Using data from the Windsor and Essex Real Estate Board collected between 1997 and 2000, Anglin found that the degree of overpricing, the number of bedrooms and the way a seller describes a property can affect the amount of time a house takes to sell.
Few studies of the Canadian real estate market have been done, he says, and this particular research is the first of its kind in Canada. What makes it unique is that his data include all attempted sales rather than just the successful ones. This provides for a more accurate assessment, he says.
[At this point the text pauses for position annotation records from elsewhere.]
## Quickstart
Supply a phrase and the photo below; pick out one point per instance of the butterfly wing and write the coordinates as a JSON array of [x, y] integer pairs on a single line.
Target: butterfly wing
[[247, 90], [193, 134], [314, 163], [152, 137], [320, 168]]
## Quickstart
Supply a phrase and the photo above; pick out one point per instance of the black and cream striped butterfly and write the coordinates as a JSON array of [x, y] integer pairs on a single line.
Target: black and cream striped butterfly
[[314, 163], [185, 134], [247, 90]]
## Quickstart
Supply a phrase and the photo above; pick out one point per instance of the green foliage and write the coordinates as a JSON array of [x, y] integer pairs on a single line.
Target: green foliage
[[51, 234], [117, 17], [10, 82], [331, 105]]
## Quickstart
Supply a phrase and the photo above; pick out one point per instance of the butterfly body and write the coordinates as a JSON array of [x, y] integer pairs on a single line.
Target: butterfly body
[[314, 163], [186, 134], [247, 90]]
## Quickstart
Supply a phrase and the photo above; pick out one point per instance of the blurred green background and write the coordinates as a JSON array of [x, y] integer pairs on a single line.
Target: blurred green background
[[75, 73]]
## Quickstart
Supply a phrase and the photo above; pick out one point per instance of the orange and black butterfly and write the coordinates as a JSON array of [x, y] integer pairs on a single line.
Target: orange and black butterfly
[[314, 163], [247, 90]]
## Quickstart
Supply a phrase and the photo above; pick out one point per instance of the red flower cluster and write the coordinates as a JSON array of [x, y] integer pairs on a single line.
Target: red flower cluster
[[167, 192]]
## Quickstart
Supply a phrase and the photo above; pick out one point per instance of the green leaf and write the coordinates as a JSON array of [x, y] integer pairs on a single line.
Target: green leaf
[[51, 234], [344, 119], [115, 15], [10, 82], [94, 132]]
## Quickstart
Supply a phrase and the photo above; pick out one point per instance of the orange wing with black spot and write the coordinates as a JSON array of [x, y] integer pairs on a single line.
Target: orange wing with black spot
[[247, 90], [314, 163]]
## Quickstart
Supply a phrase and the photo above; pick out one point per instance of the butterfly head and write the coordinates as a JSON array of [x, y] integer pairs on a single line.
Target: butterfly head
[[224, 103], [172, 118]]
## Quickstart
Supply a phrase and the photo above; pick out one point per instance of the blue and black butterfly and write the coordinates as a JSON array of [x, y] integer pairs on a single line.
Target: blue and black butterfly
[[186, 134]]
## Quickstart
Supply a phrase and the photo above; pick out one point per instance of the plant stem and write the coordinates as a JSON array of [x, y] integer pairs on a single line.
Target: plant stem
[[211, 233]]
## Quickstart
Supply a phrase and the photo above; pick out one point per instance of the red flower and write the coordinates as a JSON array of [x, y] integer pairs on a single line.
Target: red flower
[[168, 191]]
“People don't realize that 40 per cent of homes listed for sale don't sell, and that is rarely taken into account.”
Anglin's study also uses what is known as hazard rate analysis, a methodology that's often used to study unemployment duration and how long patients survive after certain types of medical procedures.
“Real estate is a hot topic,” he says. “Housing is a big part of many people's financial portfolio, so research like this is important and attracts attention. Searching for a home is not like searching for a loaf of bread. You have to look at how many bedrooms it has, its location, whether it has an ugly colour on the wall or whether it has termites.”
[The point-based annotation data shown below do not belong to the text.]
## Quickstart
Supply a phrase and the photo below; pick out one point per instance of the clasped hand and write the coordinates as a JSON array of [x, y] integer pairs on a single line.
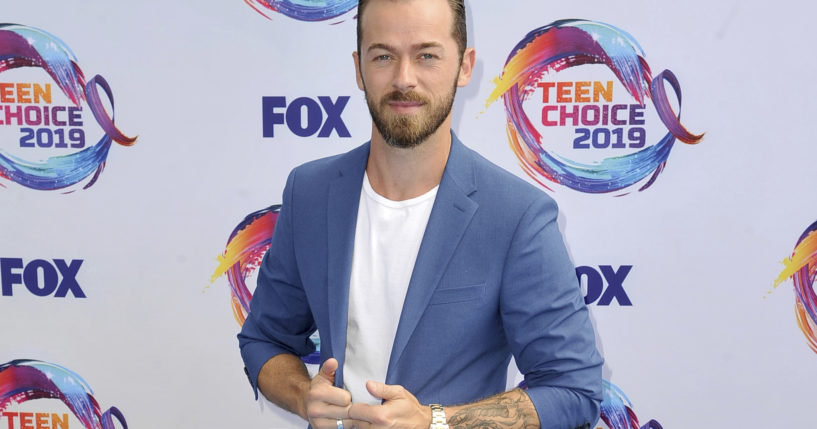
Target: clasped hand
[[325, 404]]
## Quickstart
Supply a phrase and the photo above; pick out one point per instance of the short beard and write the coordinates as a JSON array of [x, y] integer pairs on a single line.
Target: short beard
[[409, 131]]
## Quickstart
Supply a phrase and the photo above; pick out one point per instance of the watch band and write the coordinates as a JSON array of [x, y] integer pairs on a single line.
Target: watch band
[[438, 417]]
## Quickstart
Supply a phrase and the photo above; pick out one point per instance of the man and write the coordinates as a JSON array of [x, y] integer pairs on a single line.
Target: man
[[422, 265]]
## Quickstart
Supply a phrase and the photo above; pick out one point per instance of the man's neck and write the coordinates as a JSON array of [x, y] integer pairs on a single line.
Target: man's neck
[[400, 174]]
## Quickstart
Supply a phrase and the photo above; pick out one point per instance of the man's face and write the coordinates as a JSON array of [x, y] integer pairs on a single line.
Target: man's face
[[409, 67]]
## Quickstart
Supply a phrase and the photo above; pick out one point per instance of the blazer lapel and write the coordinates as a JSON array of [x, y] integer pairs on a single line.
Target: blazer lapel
[[343, 202], [450, 216]]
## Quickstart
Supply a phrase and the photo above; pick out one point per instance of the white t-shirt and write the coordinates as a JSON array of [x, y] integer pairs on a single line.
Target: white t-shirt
[[387, 239]]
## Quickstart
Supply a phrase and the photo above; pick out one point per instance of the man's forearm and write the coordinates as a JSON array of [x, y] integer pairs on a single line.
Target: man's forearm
[[284, 381], [508, 410]]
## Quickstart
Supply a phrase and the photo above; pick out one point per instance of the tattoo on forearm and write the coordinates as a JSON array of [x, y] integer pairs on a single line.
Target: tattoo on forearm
[[509, 410]]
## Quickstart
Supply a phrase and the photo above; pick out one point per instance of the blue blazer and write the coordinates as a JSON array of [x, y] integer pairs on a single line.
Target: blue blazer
[[492, 279]]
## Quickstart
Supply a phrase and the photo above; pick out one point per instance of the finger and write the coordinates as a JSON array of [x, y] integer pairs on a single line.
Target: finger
[[357, 424], [332, 423], [329, 394], [385, 391], [328, 369], [367, 414]]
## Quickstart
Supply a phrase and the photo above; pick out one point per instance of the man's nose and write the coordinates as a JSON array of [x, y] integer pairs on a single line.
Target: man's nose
[[405, 78]]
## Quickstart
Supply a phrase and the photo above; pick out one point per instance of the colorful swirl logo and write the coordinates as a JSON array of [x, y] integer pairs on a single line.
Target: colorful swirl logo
[[599, 123], [321, 10], [39, 124], [801, 267], [617, 410], [25, 380], [245, 249]]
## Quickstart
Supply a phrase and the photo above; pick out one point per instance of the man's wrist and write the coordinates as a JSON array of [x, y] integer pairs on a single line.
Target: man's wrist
[[438, 420]]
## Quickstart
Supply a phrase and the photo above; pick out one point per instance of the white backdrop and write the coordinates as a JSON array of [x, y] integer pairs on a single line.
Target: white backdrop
[[704, 343]]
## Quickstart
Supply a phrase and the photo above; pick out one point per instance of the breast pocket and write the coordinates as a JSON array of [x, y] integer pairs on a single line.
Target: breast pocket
[[457, 294]]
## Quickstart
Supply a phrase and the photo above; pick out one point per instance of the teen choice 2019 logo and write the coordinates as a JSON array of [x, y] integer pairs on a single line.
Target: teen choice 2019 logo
[[38, 394], [242, 256], [310, 10], [577, 94], [48, 140], [801, 267]]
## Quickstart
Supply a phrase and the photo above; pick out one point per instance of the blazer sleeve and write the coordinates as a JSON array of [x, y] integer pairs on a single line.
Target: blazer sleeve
[[547, 323], [280, 320]]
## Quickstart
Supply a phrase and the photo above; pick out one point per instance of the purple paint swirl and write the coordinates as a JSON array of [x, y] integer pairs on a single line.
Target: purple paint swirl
[[22, 46], [572, 43], [25, 380]]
One problem real estate agents face is convincing homeowners to list their property at an appropriate price. Owners almost always have an inflated opinion of what their house is worth, says Anglin, a former chair of economics at the University of Windsor. A graduate of the University of Toronto and the University of Western Ontario, he spent 17 years at Windsor before joining U of G in 2005.
“Everyone knows a high price will discourage buyers from looking at a place, but the question is: ‘What is the magnitude of that?'”
He found that, between 1997 and 2000, houses that sold in Windsor were on the market an average of 10 weeks. More than 40 per cent of sellers in his sample had their listings expire. In those cases, they waited an average of 19 weeks before leaving the market for the first time. Some tried again, but many did not.
Sellers not only want to secure a sale, but they also want to be happy with the amount they receive and want to sell in a reasonable period of time, so striking a balance is important, says Anglin.
Although some homes sell for a price that's agreeable to both buyer and seller, about five per cent of the houses in his study sold for more than list price. He says the selling price depends on bargaining abilities and bargaining position.
“By raising the list price, you can increase the selling price, but you have to wait longer for a buyer willing to pay that price. It's a trade-off that some sellers are willing to accept and others are not. The same trade-off faces buyers when they ask themselves: ‘Am I willing to pay the extra money for hardwood floors, a good school, a large backyard?'”
Anglin also found that smaller houses sold in less time. A home with only one or two bedrooms, for example, sold nine per cent faster than average, whereas homes with five or more bedrooms took 30 per cent longer.
Houses that were described in their listings as “beautiful” sold in 15 per cent less time and at a higher selling price, and those described as a “handyman's special” sold in 50 per cent less time. In contrast, a home that was said to be a “rental” took 60 per cent longer to sell.
Anglin is currently in discussions with the Toronto Real Estate Board and hopes to conduct a similar study of that market. On average, a house in Toronto sells in five weeks, he says.
“There are puzzles in the Toronto market that I'd like to figure out. For a long time, houses have been selling quickly, and the average sale is fairly close to the list price.”
He also hopes to explore bidding wars, where potential buyers submit offers hoping to outbid one another, and the effect these “wars” have on house prices in the area as well as in surrounding areas.